With how management has been talking about "AI" over here, yeah, it wouldn't surprise me.

I think non-technical people, lawyers included, are being duped into thinking the true singularity-level AI revolution just happened.

You’re confusing stupidity with narrow expertise. I know CPAs who don’t file their own taxes because that wasn’t the focus of their niche. I know surgeons who don’t know the difference between a transistor and a resistor.

Plenty of smart people don’t understand how ChatGPT works or what it’s limitations are. A bunch of nerds built the best BS generator in history and marketed it as a super intelligent computer. If you ask it for relevant cases and it spits out a bunch of plausible information, is it really on them to know the tool is just really good at making things up?

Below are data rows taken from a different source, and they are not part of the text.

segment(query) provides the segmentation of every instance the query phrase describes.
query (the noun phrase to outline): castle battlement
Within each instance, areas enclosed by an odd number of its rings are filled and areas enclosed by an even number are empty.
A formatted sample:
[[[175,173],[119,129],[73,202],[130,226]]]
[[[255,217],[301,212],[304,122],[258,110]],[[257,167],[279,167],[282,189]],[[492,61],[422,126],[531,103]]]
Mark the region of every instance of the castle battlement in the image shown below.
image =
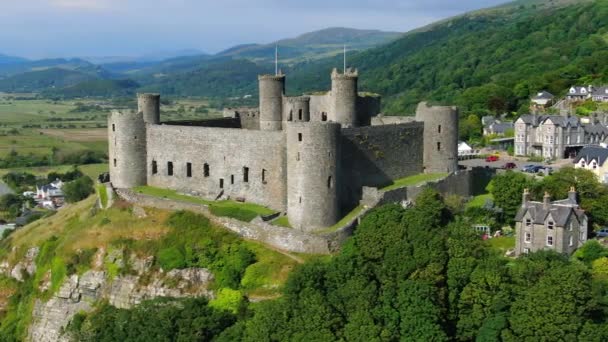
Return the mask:
[[[381,99],[359,93],[357,75],[334,71],[330,91],[294,97],[285,75],[261,75],[259,108],[204,121],[161,124],[160,97],[140,94],[137,112],[108,117],[111,181],[239,198],[316,231],[359,205],[363,187],[457,170],[457,108],[422,103],[412,122],[371,126]]]

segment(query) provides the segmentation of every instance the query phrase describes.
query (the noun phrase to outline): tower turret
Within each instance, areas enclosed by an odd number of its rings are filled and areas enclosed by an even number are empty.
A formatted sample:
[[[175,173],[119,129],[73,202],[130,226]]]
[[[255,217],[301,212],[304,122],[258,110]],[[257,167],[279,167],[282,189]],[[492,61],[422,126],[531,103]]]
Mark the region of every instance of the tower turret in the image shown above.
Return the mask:
[[[335,122],[344,127],[357,127],[357,81],[359,73],[355,69],[346,69],[340,74],[337,69],[331,73],[332,113]]]
[[[116,188],[146,185],[146,123],[143,112],[113,111],[108,118],[110,181]]]
[[[283,121],[308,122],[310,121],[310,97],[284,97]]]
[[[424,172],[458,170],[458,108],[429,106],[421,102],[416,121],[424,122]]]
[[[340,125],[288,122],[287,216],[291,225],[312,231],[338,222]]]
[[[260,75],[260,129],[280,131],[283,120],[285,75]]]
[[[160,95],[137,94],[137,111],[144,113],[144,122],[158,125],[160,123]]]

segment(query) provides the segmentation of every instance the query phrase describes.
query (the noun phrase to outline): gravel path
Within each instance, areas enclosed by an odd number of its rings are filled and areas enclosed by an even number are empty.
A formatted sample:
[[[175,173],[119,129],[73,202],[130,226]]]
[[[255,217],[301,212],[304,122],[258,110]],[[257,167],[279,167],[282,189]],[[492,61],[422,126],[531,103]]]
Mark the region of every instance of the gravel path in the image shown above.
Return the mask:
[[[6,195],[6,194],[12,194],[13,190],[11,190],[11,188],[8,187],[8,185],[0,182],[0,196],[2,195]]]

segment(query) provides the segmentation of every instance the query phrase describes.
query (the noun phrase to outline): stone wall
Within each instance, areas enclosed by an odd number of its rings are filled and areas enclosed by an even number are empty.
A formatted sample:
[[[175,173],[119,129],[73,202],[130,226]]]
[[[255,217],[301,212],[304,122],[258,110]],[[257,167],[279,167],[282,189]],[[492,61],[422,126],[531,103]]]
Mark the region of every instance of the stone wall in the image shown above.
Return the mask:
[[[397,125],[408,122],[414,122],[416,118],[413,116],[392,116],[392,115],[378,115],[374,116],[371,119],[372,126],[382,126],[382,125]]]
[[[148,185],[285,211],[283,132],[169,125],[147,131]]]
[[[362,187],[383,187],[422,172],[422,123],[342,129],[342,211],[361,199]]]
[[[261,219],[248,223],[228,217],[216,217],[211,214],[206,206],[200,204],[146,196],[124,189],[117,189],[116,192],[124,200],[140,206],[164,210],[187,210],[203,214],[209,217],[214,223],[231,230],[243,238],[260,241],[285,251],[309,254],[329,254],[335,252],[337,249],[334,248],[338,248],[340,245],[336,240],[344,239],[344,234],[342,234],[340,230],[325,236],[321,234],[317,235],[296,229],[273,226],[263,222]]]

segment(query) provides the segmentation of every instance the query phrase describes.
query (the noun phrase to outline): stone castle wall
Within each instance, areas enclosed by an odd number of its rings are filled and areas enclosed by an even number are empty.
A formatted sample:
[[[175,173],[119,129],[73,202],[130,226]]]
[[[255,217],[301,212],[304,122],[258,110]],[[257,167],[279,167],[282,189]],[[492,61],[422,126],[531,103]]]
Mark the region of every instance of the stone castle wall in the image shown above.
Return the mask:
[[[362,187],[383,187],[392,180],[422,172],[424,125],[400,125],[342,129],[342,211],[361,199]]]
[[[283,132],[171,125],[147,131],[148,185],[286,209]]]
[[[146,184],[146,124],[142,112],[110,114],[108,152],[114,186],[131,188]]]

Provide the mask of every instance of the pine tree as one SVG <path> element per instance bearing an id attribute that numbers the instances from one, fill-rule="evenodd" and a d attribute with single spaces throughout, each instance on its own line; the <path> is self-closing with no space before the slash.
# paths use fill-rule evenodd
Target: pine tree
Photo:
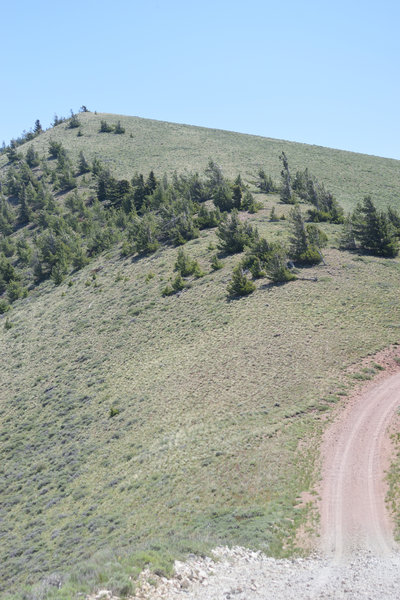
<path id="1" fill-rule="evenodd" d="M 233 210 L 230 218 L 225 218 L 218 226 L 217 236 L 220 239 L 219 249 L 227 254 L 242 252 L 258 239 L 258 231 L 249 223 L 242 223 L 237 210 Z"/>
<path id="2" fill-rule="evenodd" d="M 322 254 L 315 245 L 315 239 L 312 240 L 314 242 L 312 243 L 309 238 L 299 206 L 292 208 L 289 219 L 291 223 L 290 256 L 303 265 L 319 264 L 323 260 Z M 318 232 L 312 230 L 312 236 L 319 237 Z"/>
<path id="3" fill-rule="evenodd" d="M 289 219 L 291 224 L 290 255 L 297 258 L 308 247 L 306 226 L 299 206 L 291 209 Z"/>
<path id="4" fill-rule="evenodd" d="M 33 133 L 35 135 L 39 135 L 39 133 L 42 133 L 42 132 L 43 132 L 42 125 L 41 125 L 39 119 L 36 119 L 35 126 L 33 128 Z"/>
<path id="5" fill-rule="evenodd" d="M 397 256 L 399 248 L 393 226 L 385 213 L 378 212 L 370 196 L 357 204 L 352 224 L 363 250 L 377 256 Z"/>
<path id="6" fill-rule="evenodd" d="M 339 234 L 339 248 L 341 250 L 355 250 L 356 238 L 351 217 L 346 217 L 342 231 Z"/>
<path id="7" fill-rule="evenodd" d="M 25 160 L 31 169 L 33 169 L 33 167 L 37 167 L 40 164 L 39 154 L 35 152 L 33 146 L 29 146 L 26 152 Z"/>
<path id="8" fill-rule="evenodd" d="M 292 180 L 290 176 L 289 163 L 286 158 L 286 154 L 284 152 L 279 156 L 279 160 L 282 162 L 282 171 L 281 171 L 281 191 L 280 197 L 281 201 L 285 204 L 294 204 L 294 195 L 292 189 Z"/>
<path id="9" fill-rule="evenodd" d="M 114 133 L 117 133 L 117 134 L 125 133 L 125 127 L 122 127 L 121 121 L 118 121 L 118 123 L 115 125 Z"/>
<path id="10" fill-rule="evenodd" d="M 287 262 L 285 250 L 282 246 L 276 245 L 265 265 L 265 270 L 271 281 L 284 283 L 296 279 L 296 275 L 288 268 Z"/>
<path id="11" fill-rule="evenodd" d="M 79 175 L 82 175 L 83 173 L 89 173 L 90 171 L 90 165 L 88 163 L 88 161 L 85 158 L 85 155 L 83 154 L 83 151 L 81 150 L 79 152 L 79 160 L 78 160 L 78 173 Z"/>
<path id="12" fill-rule="evenodd" d="M 240 264 L 233 269 L 232 279 L 228 284 L 227 291 L 230 298 L 248 296 L 256 289 L 255 284 L 243 272 Z"/>

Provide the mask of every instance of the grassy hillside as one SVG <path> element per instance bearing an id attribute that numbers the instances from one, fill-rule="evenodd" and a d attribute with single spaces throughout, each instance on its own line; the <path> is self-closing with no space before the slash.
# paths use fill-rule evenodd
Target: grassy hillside
<path id="1" fill-rule="evenodd" d="M 227 174 L 271 165 L 277 178 L 285 149 L 294 168 L 335 182 L 343 202 L 378 190 L 389 173 L 392 191 L 380 199 L 400 190 L 396 161 L 134 117 L 79 118 L 82 137 L 62 124 L 30 144 L 47 152 L 60 139 L 75 156 L 83 148 L 110 160 L 120 177 L 200 169 L 212 156 Z M 104 118 L 126 133 L 97 133 Z M 268 240 L 287 239 L 287 221 L 269 215 L 288 207 L 259 198 L 260 212 L 242 219 Z M 240 255 L 213 271 L 211 229 L 185 244 L 205 275 L 178 295 L 161 294 L 177 248 L 121 258 L 115 245 L 0 316 L 0 597 L 128 591 L 147 562 L 167 573 L 171 557 L 219 543 L 296 551 L 307 518 L 300 494 L 314 482 L 330 410 L 376 368 L 347 367 L 399 340 L 399 259 L 339 251 L 339 226 L 323 228 L 325 265 L 286 285 L 260 279 L 240 300 L 226 295 Z"/>
<path id="2" fill-rule="evenodd" d="M 238 172 L 243 177 L 254 176 L 262 167 L 276 180 L 283 150 L 293 172 L 308 167 L 347 210 L 366 194 L 377 205 L 400 205 L 397 160 L 139 117 L 82 113 L 79 120 L 82 137 L 77 137 L 77 129 L 66 129 L 62 123 L 25 144 L 24 150 L 33 144 L 47 154 L 50 139 L 62 141 L 75 160 L 82 150 L 88 159 L 100 158 L 120 178 L 150 169 L 159 176 L 175 170 L 202 171 L 211 157 L 228 177 Z M 110 124 L 121 121 L 125 134 L 99 133 L 102 120 Z M 6 158 L 0 157 L 0 167 L 5 163 Z"/>

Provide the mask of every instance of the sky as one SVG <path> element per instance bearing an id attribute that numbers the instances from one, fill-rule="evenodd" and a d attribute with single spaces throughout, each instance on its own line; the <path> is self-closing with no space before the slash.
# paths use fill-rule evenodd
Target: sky
<path id="1" fill-rule="evenodd" d="M 400 159 L 398 0 L 2 2 L 0 144 L 89 110 Z"/>

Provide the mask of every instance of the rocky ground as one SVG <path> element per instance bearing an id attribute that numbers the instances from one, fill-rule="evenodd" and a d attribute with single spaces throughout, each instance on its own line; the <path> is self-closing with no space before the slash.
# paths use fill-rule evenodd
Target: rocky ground
<path id="1" fill-rule="evenodd" d="M 400 553 L 358 554 L 341 562 L 275 560 L 244 548 L 216 548 L 213 559 L 176 563 L 173 579 L 144 572 L 135 600 L 398 600 Z M 156 586 L 149 579 L 157 579 Z M 90 600 L 117 600 L 102 590 Z M 133 600 L 133 599 L 132 599 Z"/>

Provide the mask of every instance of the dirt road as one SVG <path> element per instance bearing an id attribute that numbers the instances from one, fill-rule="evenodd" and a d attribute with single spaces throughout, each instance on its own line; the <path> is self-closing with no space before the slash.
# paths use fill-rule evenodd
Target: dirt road
<path id="1" fill-rule="evenodd" d="M 364 388 L 328 429 L 323 444 L 322 550 L 336 559 L 390 554 L 385 508 L 388 426 L 400 406 L 400 373 Z"/>

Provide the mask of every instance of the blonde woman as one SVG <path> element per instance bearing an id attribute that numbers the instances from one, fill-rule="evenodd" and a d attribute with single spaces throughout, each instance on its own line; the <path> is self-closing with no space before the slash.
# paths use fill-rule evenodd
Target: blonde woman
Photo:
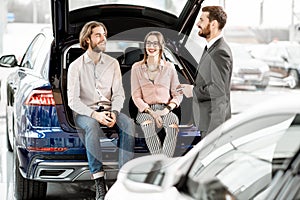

There are plenty of cases of otherwise intelligent people trusting GPT output too much. For example the professor who asked ChatGPT if it wrote the homework students handed in, and took the "yes" at face value.
The lawyer didn't use ChatGPT to purposefully fabricate cases, he just relied on GPT and assumed it wasn't lying.
How do you know this?
Context clues! Logic? Like, why would the lawyer intentionally have ChatGPT make up bogus cases? Did you read them? They don't make any sense at all and were not likely to trick anyone. He's clearly just being lazy. My suggestion is, unlike the ChatGPT attorney, you use your head and apply some thought to the situation. Imagine what you can now do with this power!
why do you assume being a lawyer requires intelligence?